【登山の怖い話】山の集落の不気味な住民

利発な友人は、趣味を活かして山を登って、山である調査をするバイトをしていた。その日もいつもどおり麓の集落の道を通って山に登った。途中、道沿いに何軒か民家があったが、そこの人たちが異様に敵対的。会うと逃げる;物陰から睨む;子供が逃げる;遊んでいる子供を大人が連れて逃げる、散々な対応だった。嫌な感じがして、彼は先をいそいだ。
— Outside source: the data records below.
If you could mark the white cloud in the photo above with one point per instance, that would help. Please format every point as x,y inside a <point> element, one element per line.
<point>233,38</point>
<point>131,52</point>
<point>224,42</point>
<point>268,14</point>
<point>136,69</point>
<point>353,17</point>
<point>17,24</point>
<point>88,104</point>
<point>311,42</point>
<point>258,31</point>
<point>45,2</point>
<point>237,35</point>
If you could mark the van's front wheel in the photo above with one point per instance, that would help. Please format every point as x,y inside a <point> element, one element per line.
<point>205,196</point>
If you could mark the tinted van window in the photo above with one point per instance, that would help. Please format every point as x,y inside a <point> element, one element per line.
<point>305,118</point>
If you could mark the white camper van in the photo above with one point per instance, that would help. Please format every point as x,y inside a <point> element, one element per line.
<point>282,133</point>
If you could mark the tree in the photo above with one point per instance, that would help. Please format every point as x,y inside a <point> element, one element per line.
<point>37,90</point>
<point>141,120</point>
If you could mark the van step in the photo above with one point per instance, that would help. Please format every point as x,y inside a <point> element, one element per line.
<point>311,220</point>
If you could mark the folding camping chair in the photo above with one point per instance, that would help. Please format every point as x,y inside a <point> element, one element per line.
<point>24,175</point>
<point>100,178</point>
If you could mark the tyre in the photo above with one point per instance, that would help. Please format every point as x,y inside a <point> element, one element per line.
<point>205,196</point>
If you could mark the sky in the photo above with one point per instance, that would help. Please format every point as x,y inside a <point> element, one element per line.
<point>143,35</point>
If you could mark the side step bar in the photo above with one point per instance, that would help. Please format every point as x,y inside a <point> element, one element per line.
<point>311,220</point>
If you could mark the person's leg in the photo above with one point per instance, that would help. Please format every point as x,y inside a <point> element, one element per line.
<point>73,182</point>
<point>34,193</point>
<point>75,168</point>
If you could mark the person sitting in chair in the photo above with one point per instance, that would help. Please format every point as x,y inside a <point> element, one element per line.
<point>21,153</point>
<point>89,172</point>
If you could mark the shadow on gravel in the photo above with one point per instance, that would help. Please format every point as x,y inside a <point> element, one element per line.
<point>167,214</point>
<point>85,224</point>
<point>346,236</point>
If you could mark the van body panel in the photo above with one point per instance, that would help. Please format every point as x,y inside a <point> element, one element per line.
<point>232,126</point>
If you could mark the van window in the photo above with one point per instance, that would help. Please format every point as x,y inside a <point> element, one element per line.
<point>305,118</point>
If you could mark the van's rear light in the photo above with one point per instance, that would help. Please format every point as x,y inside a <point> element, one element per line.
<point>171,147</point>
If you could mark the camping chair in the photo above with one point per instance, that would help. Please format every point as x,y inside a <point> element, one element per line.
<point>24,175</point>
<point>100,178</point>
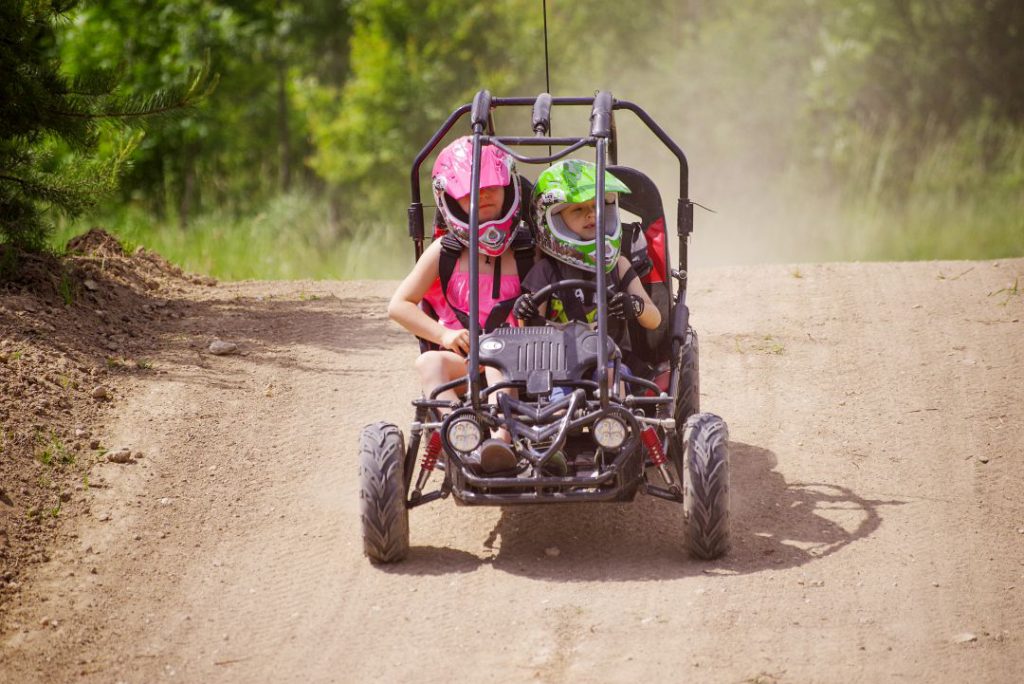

その日の仕事を終えて、調査本体と合流するために登ってきた道をおりてきた。「また、あんな対応を受けるのかな?嫌だな」と考えながらおりていると、途中から体の調子が悪くなってきた。体がいたい、息切れがする、貧血気味だ。彼は下山を急いだが体調はどんどん悪くなっていき、その集落に着く頃には歩くのもつらくなった。助けを求めるために最初の家(一番山側)を訪れたが応答なし。家の中に人は居そうなのに。
次の家をやっとのことで行ったら、庭で農作業をしていた人たちが彼をみとめると、いきなり家の中に入って玄関をピシャリと閉めた。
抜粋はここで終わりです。